Bora Bora, a coral atoll in the Pacific Ocean Layers of lava from eruptions eventually build underwater volcanoes high enough for them to rise above sea level as islands. In tropical waters, coral reefs sometimes form in the warm shallows around these volcanic islands. After they stop erupting, the volcanoes will, over thousands of years, sink back into the Earth's crust. But the reef keeps growing upwards so that when the islands eventually disappear below water, ring-shaped reefs, called atolls, remain. Most atolls are in the South Pacific Ocean and Indian Ocean. Many are inhabited.
How an atoll forms
When magma stops rising up through a volcano—as when the volcanic island no longer lies above a hot spot—the volcano will sink back into the ocean floor. If it sinks very gradually, coral that formed a fringing reef around it will carry on growing upwards (1). Coral animals must stay near the sunlight, so they will build up the reef in order to remain close to the surface.
Eventually the coral will form a circular barrier reef, enclosing a lagoon around the dwindling volcanic island (2). By the time the volcanic island disappears completely, there is a ring of low-lying coral reefs, called an atoll (3).

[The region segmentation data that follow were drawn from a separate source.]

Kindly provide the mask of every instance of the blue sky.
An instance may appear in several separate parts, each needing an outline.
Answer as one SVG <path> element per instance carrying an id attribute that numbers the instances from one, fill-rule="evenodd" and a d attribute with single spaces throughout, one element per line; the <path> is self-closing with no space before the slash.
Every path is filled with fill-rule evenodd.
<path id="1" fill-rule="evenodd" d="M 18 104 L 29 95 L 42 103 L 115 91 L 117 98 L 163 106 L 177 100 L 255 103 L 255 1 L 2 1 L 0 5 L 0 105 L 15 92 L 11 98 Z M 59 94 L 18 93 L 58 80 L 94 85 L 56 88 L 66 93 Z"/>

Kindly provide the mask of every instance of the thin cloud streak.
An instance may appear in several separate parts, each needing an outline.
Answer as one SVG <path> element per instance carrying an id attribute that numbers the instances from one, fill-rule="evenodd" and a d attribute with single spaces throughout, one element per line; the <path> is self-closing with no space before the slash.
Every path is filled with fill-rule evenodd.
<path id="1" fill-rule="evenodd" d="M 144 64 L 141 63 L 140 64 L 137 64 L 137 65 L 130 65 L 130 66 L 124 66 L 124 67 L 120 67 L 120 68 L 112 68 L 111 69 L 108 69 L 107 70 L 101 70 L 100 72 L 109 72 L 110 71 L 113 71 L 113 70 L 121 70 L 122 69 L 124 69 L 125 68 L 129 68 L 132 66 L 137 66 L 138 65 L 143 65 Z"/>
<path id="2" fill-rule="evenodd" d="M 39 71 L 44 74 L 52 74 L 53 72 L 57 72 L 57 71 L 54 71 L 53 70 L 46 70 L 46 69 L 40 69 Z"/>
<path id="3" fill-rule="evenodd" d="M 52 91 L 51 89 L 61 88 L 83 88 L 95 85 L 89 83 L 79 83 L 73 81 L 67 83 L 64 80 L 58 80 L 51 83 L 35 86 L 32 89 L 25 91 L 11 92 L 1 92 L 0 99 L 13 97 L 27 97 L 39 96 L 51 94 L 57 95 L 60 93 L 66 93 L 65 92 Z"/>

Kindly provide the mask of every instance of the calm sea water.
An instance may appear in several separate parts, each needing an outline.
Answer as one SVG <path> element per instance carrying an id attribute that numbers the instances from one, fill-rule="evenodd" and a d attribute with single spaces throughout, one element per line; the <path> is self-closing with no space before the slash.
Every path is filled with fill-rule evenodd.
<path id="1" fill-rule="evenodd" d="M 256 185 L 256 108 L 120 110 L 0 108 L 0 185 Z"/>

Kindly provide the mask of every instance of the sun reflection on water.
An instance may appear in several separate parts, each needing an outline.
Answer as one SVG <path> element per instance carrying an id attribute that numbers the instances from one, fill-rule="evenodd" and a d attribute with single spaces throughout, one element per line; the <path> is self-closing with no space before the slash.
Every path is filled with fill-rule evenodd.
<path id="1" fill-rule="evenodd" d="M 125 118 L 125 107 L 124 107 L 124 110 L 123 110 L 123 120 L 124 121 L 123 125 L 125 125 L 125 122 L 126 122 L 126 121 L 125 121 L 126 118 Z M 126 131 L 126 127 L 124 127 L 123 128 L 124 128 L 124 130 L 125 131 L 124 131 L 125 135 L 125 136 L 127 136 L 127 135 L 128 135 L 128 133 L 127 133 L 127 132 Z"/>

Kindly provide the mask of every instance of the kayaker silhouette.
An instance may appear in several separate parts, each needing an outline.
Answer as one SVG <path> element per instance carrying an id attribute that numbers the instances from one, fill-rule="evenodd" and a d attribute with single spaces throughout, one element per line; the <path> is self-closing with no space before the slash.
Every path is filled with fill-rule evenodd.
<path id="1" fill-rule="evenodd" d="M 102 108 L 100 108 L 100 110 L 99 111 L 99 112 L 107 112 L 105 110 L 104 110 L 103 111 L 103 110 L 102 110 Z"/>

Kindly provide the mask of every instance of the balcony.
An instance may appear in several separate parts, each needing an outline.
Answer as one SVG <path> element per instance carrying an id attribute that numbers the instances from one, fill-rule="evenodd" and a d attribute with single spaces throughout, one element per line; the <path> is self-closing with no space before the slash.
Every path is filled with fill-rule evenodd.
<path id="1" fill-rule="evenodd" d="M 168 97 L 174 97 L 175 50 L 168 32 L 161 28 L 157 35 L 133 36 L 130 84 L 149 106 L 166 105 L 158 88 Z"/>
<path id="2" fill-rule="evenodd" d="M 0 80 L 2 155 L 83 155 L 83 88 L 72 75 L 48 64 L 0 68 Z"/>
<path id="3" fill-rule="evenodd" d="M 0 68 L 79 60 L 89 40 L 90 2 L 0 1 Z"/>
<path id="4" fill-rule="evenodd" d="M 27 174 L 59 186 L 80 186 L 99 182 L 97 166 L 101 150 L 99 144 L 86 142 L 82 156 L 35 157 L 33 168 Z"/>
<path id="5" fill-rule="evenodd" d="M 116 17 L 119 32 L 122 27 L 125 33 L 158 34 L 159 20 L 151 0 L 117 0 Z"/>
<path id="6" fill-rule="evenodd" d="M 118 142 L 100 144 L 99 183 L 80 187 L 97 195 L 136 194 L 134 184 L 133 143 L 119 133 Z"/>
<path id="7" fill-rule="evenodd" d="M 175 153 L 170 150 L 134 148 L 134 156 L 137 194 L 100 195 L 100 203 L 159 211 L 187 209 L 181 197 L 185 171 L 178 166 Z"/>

The Society Islands in the South Pacific include examples of a fringing reef (Tahiti), an “almost-atoll” (Bora Bora) and an atoll (Tetiaroa).
As a result of waves piling up sediment and reef rubble on top of the reef itself, some parts of an atoll may emerge above sea level as low-lying islands. In most cases, the land area of an atoll is tiny in comparison to the undersea portion.
An aerial view of Atafu atoll in Tokelau
An atoll's coral reef, teeming with life
Atolls do not usually form complete circles around sunken volcanoes. They are frequently broken up in places by storms.